Los olivares de regadío, las tierras más caras en Córdoba
El precio de la tierra en Córdoba crece al 6% por quinto año, pero con diferencias por tipo de cultivo
El valor de las explotaciones agrarias en Córdoba está en alza desde hace algunos años coincidiendo con la reactivación del mercado inmobiliario. Las cifras de 2018 (último ejercicio del que se tienen datos) colocan a la provincia en un lugar de referencia de la subida del precio de la tierra en Andalucía, una circunstancia que se enmarca en el importante crecimiento que están experimentando determinados cultivos por su mayor rentabilidad, como es el caso del olivar y el almendro, en contraposición de lo que ocurre con el cereal o las plantaciones de girasol.

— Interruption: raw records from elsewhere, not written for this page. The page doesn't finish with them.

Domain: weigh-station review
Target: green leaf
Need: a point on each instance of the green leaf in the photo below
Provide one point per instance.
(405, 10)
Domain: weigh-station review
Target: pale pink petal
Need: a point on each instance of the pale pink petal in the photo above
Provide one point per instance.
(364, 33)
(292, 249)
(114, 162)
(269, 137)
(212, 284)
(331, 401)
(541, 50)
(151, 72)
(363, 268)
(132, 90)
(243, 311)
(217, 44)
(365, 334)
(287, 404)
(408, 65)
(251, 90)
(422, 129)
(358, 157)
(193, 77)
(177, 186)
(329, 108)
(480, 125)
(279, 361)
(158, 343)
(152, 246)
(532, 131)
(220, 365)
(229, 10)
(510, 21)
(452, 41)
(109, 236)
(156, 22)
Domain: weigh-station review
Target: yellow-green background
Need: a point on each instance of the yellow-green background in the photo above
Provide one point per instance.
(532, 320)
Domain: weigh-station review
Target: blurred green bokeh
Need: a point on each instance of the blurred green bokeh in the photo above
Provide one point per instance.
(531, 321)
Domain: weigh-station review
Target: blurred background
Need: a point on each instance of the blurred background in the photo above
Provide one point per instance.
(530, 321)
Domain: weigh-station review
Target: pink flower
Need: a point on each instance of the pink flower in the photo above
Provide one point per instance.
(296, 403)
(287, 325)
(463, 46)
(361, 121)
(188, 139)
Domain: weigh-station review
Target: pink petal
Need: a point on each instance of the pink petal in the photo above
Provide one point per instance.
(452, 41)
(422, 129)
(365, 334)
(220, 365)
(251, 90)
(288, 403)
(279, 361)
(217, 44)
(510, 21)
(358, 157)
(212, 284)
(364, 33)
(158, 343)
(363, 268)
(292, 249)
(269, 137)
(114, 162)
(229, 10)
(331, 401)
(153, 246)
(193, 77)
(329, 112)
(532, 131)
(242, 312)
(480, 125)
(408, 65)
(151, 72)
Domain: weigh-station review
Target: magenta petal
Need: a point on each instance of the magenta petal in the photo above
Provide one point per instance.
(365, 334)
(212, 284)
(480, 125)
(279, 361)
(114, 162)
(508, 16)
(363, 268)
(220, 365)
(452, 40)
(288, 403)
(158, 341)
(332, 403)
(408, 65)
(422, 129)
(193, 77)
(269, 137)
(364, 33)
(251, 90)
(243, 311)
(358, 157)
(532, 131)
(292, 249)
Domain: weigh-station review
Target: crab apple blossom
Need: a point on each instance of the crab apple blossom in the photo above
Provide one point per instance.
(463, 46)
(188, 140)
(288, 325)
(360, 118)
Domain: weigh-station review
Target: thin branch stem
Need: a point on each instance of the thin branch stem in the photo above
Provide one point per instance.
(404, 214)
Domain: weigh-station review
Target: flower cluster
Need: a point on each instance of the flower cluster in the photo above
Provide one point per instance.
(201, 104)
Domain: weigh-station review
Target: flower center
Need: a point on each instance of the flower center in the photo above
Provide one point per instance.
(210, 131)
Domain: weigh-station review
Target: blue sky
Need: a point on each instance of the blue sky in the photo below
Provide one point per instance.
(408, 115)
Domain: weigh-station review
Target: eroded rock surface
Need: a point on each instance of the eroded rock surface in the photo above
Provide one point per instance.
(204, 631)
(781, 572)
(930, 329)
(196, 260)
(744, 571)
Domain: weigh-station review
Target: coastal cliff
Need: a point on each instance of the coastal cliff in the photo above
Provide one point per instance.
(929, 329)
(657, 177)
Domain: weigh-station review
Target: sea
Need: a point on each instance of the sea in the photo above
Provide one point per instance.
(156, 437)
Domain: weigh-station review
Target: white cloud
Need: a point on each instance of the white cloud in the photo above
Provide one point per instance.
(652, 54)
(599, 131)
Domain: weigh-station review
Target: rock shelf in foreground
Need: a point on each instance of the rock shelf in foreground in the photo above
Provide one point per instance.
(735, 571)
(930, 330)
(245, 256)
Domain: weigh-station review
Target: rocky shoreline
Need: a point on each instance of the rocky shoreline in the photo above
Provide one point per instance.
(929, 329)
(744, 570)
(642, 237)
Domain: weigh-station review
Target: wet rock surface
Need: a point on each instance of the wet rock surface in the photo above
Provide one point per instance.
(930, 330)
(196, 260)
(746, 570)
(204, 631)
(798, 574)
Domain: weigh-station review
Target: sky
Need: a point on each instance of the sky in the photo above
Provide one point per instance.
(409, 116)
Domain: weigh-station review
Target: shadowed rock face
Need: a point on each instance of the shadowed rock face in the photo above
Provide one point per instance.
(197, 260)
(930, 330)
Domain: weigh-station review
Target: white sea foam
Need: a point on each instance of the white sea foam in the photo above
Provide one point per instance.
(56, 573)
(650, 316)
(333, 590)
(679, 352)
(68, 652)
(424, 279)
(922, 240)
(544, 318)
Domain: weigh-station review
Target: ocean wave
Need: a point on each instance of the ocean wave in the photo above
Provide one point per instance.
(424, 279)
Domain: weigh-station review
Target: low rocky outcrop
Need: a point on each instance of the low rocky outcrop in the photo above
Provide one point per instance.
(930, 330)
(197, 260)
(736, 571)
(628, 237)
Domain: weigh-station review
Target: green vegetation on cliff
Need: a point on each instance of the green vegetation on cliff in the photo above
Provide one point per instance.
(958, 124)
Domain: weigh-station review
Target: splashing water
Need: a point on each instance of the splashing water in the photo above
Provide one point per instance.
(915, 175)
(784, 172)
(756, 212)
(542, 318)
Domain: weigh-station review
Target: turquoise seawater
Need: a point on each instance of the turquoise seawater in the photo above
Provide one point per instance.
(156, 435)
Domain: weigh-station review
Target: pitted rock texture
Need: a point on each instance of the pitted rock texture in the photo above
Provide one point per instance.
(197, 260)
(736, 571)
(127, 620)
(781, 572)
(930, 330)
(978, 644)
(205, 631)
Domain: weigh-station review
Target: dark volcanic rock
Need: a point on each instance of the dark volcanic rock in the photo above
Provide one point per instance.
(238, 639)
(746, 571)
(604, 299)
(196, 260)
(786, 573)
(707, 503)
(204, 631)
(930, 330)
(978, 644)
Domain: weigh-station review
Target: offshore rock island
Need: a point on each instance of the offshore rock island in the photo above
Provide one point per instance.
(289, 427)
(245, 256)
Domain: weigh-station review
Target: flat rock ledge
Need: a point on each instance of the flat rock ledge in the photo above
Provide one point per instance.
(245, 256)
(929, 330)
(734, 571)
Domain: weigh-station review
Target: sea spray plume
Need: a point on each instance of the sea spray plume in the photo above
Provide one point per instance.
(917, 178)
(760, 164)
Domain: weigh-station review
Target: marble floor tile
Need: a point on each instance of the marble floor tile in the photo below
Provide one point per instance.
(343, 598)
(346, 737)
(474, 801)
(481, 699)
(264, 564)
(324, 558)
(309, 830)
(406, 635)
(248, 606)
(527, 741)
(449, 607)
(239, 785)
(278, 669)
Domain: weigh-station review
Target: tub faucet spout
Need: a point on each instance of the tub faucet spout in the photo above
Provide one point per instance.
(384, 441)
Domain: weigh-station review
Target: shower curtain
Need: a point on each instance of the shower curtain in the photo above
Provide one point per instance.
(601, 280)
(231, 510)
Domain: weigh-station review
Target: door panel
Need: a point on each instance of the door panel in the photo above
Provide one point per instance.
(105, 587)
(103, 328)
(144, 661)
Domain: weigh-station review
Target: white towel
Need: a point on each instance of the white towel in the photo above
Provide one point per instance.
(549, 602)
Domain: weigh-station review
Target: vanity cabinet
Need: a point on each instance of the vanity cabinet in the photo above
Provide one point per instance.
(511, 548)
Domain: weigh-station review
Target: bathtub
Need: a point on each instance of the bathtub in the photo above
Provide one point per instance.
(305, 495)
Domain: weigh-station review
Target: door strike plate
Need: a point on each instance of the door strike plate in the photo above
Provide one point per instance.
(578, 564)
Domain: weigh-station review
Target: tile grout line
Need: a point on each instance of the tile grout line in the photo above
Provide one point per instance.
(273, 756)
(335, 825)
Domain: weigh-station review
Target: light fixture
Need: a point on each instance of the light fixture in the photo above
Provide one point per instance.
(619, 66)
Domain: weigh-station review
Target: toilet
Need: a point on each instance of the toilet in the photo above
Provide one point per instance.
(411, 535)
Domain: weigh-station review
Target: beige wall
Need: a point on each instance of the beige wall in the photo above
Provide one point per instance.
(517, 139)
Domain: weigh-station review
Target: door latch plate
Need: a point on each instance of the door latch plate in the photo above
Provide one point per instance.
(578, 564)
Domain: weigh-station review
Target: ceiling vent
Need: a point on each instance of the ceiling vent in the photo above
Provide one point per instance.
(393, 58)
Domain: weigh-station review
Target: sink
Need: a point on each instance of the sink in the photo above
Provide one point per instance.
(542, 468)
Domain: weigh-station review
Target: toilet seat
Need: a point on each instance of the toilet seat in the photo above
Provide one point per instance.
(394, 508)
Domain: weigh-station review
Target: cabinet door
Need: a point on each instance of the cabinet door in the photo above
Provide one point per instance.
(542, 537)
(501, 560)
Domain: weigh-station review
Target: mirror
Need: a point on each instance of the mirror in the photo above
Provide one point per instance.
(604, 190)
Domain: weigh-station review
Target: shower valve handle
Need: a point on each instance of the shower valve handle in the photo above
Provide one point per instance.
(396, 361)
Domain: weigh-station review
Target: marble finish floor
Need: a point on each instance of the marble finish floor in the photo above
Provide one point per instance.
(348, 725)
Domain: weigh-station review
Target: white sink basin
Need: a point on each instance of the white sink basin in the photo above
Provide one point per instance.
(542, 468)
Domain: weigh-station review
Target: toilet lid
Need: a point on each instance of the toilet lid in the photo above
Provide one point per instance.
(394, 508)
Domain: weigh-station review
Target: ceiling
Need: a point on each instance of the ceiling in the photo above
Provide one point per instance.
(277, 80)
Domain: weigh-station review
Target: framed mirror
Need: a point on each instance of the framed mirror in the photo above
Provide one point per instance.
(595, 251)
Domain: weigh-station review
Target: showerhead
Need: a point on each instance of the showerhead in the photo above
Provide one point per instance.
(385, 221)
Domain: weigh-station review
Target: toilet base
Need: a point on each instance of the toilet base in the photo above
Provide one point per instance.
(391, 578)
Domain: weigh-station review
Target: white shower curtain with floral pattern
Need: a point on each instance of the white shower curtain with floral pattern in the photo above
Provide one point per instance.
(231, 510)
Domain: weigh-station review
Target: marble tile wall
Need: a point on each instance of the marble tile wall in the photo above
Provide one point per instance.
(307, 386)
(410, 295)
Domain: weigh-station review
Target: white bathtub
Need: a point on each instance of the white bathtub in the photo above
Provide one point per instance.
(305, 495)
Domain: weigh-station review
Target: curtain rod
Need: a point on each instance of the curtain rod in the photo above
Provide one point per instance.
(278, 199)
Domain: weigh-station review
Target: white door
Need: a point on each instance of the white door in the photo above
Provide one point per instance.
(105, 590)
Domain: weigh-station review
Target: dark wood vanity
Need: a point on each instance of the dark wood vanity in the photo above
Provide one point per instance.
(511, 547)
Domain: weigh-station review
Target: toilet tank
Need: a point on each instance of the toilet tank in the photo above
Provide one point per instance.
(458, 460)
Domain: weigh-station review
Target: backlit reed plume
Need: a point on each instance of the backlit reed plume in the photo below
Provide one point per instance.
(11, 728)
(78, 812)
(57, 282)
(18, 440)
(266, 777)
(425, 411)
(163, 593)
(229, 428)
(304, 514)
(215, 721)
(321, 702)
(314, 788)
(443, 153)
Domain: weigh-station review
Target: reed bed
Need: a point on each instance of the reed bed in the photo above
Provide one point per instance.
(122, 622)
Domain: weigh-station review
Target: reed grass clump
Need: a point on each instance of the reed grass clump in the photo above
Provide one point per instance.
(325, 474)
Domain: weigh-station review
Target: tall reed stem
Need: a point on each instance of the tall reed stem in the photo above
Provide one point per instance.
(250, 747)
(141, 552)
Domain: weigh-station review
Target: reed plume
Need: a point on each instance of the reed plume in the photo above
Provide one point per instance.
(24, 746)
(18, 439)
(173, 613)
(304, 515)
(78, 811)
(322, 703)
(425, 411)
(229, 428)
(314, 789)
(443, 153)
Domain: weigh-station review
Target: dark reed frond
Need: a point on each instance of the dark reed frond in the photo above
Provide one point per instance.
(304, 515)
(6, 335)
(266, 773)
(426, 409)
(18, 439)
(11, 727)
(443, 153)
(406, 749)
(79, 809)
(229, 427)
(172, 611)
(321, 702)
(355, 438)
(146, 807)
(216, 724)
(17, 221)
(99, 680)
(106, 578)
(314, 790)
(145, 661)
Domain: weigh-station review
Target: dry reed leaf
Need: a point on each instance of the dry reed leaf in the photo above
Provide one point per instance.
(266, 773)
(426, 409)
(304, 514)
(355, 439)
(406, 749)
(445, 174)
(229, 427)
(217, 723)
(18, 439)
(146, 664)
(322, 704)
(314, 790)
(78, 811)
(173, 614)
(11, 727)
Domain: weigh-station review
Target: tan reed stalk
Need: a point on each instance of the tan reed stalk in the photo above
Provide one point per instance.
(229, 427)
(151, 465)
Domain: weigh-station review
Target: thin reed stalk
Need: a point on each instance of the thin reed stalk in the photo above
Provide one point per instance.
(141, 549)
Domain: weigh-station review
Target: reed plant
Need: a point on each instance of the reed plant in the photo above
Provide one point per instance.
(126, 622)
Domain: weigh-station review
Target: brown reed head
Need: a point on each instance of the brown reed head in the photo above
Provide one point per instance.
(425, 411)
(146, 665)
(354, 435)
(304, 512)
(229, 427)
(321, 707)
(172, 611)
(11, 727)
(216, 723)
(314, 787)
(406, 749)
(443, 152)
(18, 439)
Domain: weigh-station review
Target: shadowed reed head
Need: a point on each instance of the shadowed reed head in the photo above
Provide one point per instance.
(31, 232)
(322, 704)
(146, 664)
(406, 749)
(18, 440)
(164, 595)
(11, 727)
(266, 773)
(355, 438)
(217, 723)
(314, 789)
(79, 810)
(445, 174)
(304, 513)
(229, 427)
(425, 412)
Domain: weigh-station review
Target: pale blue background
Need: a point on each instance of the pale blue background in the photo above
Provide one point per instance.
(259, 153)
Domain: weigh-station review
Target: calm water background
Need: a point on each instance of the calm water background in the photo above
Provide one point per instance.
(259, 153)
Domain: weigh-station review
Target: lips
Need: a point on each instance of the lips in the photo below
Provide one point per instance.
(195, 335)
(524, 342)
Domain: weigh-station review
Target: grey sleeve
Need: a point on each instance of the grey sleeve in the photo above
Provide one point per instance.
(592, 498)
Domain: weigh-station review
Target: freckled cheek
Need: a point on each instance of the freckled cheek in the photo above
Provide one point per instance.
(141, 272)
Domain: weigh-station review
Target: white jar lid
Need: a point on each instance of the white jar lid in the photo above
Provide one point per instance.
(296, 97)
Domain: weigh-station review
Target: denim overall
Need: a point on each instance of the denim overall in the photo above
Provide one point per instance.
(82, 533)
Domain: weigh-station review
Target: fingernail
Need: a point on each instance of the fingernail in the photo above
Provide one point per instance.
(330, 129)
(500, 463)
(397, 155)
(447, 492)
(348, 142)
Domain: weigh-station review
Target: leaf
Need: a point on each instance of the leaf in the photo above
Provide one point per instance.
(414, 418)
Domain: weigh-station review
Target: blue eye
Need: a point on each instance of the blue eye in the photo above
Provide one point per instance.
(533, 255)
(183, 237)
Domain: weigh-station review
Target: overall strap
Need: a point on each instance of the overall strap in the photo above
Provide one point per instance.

Según las estadísticas oficiales publicadas recientemente por la Consejería de Agricultura, Pesca, Ganadería y Desarrollo Sostenible de la Junta correspondientes al pasado año, el precio de las plantaciones destinada a labores agrícolas en la provincia se colocaba entre los 5.690 y los 37.507 euros por hectárea, lo que representa un crecimiento interanual de entre un 2 y un 6 por ciento más que en el mismo periodo del año anterior. Hay que reseñar que este aumento es el quinto que se contabiliza en Córdoba de forma consecutiva, aunque el alza en este caso es menor al 9 por ciento que se registró en 2017.
Clasificación de precios
La realidad es muy diferente en cada una de las explotaciones en función de los cultivos a los que se destine. Según el estudio de la Administración autonómica, las tierras dedicadas al olivar de regadío para la producción de aceite de oliva lideran la clasificación de precios, con 37.507 euros de media por hectárea, con un avance del 4 por ciento en relación al ejercicio anterior. Este cultivo en su variedad de secano se anota un aumento del 5 por ciento y un coste total de 32.747 euros.
El segundo lugar es para los cítricos, que en 2017 ocupó el primer puesto en este sentido, con una ratio de 37.268 euros por hectárea, una cifra que prácticamente ha permanecido inalterable en este periodo. Resulta llamativo que las plantaciones que han registrado un mayor encarecimiento son las de viñedo de secano, con un incremento del 6 por ciento hasta quedarse en los 33.091 euros. Este producto se ha caracterizado en los últimos años por la progresiva pérdida de superficie en la zona del marco de Montilla-Moriles, llegando incluso a estar por debajo de las 5.000 hectáreas.